When RABV was passaged in vitro in the presence of RVA122, an escape mutant carrying the RABV-G point mutations P137S/R333Q arose after seven passages (fig. S8). The P137S/R333Q escape mutant had a 4.2-fold higher RVA122 median inhibitory concentration (IC50) titer compared to the wild-type virus (Fig. 3, E and F) but was still neutralized by RVA122 at relatively low concentrations of antibody. RABV-G residue P137 is located in domain IV, far from the RVA122 binding site, and it is unclear whether it plays a role in RVA122 binding. Residue R333, however, forms a hydrogen bond with RVA122 heavy-chain residue D107 (Fig. 3B) and has been extensively described for its role as an antigenic site III escape mutation (23, 24). Mutations to R333 (including R333S) have also been reported to attenuate rabies virulence, and recombinant viruses containing R333 mutations have been widely used in the oral vaccination of wildlife (23–25).
Fusion loops stabilize soluble ectodomain trimers
In addition to RVA122 and the trimeric interface, RABV-G fusion loops also appear to play a role in trimerization and to influence protein stability. In a prior study, when RABV-G fusion loops were replaced with Gly-Ser linkers to facilitate protein purification and crystallization, no trimerization was observed at neutral or acidic pH (7). In contrast, we observe that wild-type RABV-G ectodomains containing intact fusion loops associate readily (fig. S4). We also observe that when RABV-G trimers are not anchored to micelles or cellular membranes, the fusion loops are either disordered or interacting with each other (Figs. 1C and 4A). These results suggest that the fusion loops affect glycoprotein ectodomain association and trimerization in addition to driving fusion of the viral and cell membranes after endosomal acidification.

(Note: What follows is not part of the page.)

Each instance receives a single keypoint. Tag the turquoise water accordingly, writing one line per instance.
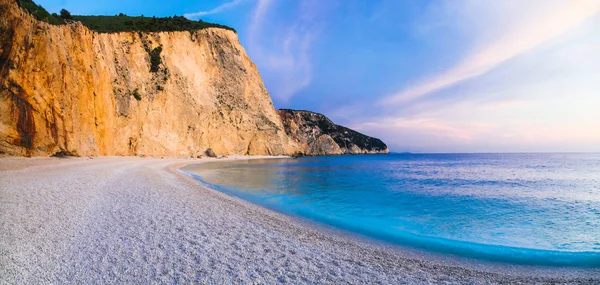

To evaluate this hypothesis, we made alanine substitutions at aromatic fusion loop residues embedded in membranes and micelles (F74, Y77, Y119, and W121) both individually and in combination and expressed these mutants as soluble ectodomains. We evaluated secretion and conformation of these mutants via enzyme-linked immunosorbent assay (ELISA) and oligomerization via Western blot and negative stain EM. All fusion loop mutations except for Y119A significantly reduce the amount of secreted, prefusion RABV-G ectodomain compared to the wild type (Fig. 4B). F74A results in a 30% reduction in total secreted RABV-G and 80% reduction in prefusion secreted RABV-G (Fig. 4B), whereas Y77A results in a 50% reduction of only secreted prefusion RABV-G. Mutation of W121 to alanine, alone or in combination with any other mutation, severely reduces or eliminates total glycoprotein secretion (Fig. 4B). Expression of W121A-containing constructs could be detected in cell lysates (fig. S5), showing that the decreased secretion is not due to lower protein expression.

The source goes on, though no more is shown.